For some context, the parser that I’ve been writing produces a flat AST with indices instead of pointers. As a result, all AST nodes are stored in nodes buffer, with a separate extra data structure.
Our simplest choice is to use an ArrayList for our extra data structure, but what happens when you encounter nested expressions that are of arbitrary size?
The keen reader may realize, that if we were to naively push to our extra buffer item by item, there would be nothing stopping our subexpressions from pushing to extra in between our items, and suddenly our items are not contiguous. The next best solution, is to only append to extra once all the subexpressions have been parsed, but this requires us to store that data somewhere else in the meantime, and then @memcpy it to extra later.
By using an ArrayList and pushing with a general purpose allocator, we end up with code like this
fn parse_list() {
const gpa = GeneralPurposeAllocator();
const stat_list = ArrayList(Node).empty;
defer stat_list.free(gpa);
while (expr_to_parse) {
stat_list.append(parse_expr(), gpa);
}
parser.extra.appendSlice(stat_list.items)
}
There are many reasons this is non-ideal, but the most obvious is that the GPA is slow, and we call it every time we need to parse a list. malloc and new are the wrong tool for the job, they excel at large, batched allocations that are few in number. In contrast, we need many, small and frequent allocations (including reallocations).
Using an arena allocator comes with some benefits, such as cheaper allocation, deallocation that need only occur at the end of the arena’s lifetime, and improvements in cache locality. This improves our circumstances, but there is another issue that we have not yet solved. As items are pushed, reallocations occur, especially in the starting part of an ArrayList’s growth, which may lead to fragmentation,
Remember when I said most lists are of small size? Then we can just store it on the stack. Be lazy, and only use dynamic memory allocation when necessary. This is surprisingly flexible, and can get you where you need to go 90% of the time, but we can also be clever.
If you want a robust allocator, you have to figure out where to put the memory. A common practice is to keep a free list, but I opted instead to organize my data structure around the swap and pop deallocation strategy. It only works for objects of the same size stored contiguously in memory, and you usually keep a separate array to store metadata.

This is our underlying array, for which indices into whom are unstable. This visual doesn’t include what happens to our metadata array but before step 2, you access the metadata for C and find the metadata for E. As you swap the underlying memory, you also swap their metadata.

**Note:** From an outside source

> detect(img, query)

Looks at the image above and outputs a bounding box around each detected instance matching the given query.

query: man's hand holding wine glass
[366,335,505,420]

For all the benefits of LIFO allocating, you only have one choice of object to deallocate. Here, we traded memory stability for the benefits of LIFO allocation, namely O(1) deallocations with zero fragmentation. We can implement a wicked fast and simple memory pool this way.
This is where our problem before of storing many, dynamically resizable small lists comes into play. We can create buckets to sort our lists into, based on their capacity. This way, only lists of the same capacity are next to each other in memory, allowing for the same swap and pop shenanigans.
But how do we tell which buffer our data is in? Our metadata from earlier only held an index to the underlying buffer, but now we also need to store a length and a capacity. Reallocations amount to a new_bucket.appendSlice(items) and a @memmove(items, last_items) to fill in the newly duplicated items, to be followed by an old_bucket.items.len -= capacity.
Aside from the case of promoting to .arblists, there is little much to do.
I chose the fallback amount to be length 129, where allocation is deferred to a backing arena allocator.

Our actual container looks something like this, with Item being generic:
struct {
subindices: ArrayList(SubIdx),
lengths: ArrayList(u32),
sublists: [7]ArrayList(Item),
arblists: ArrayList(ArrayList(Item)),
arena: std.heap.ArenaAllocator,
}
Our metadata is in .subindices in the form of the SubIdx struct, defined below.
const SubIdx = packed struct(u64) {
len: u8,
cap: Cap,
idx: u53,
const Cap = enum(u3) {
empty = 0,
cap_4 = 1,
cap_8 = 2,
cap_16 = 3,
cap_32 = 4,
cap_64 = 5,
cap_128 = 6,
arb = 7,
}
}
SubIdx.Cap is defined such that it can index into .sublists and return the correct buffer, to be sliced by the index and length. Notice that we only need a u8 to store the length, because anything above length 128 is allocated by arena.
I have the rest of the implementation on my codeberg, and have already started using it in my parser, storing other indices to other objects in u32 form. I’d like to write a follow-up article about how this makes serialization trivial, but for now I hope you learned something!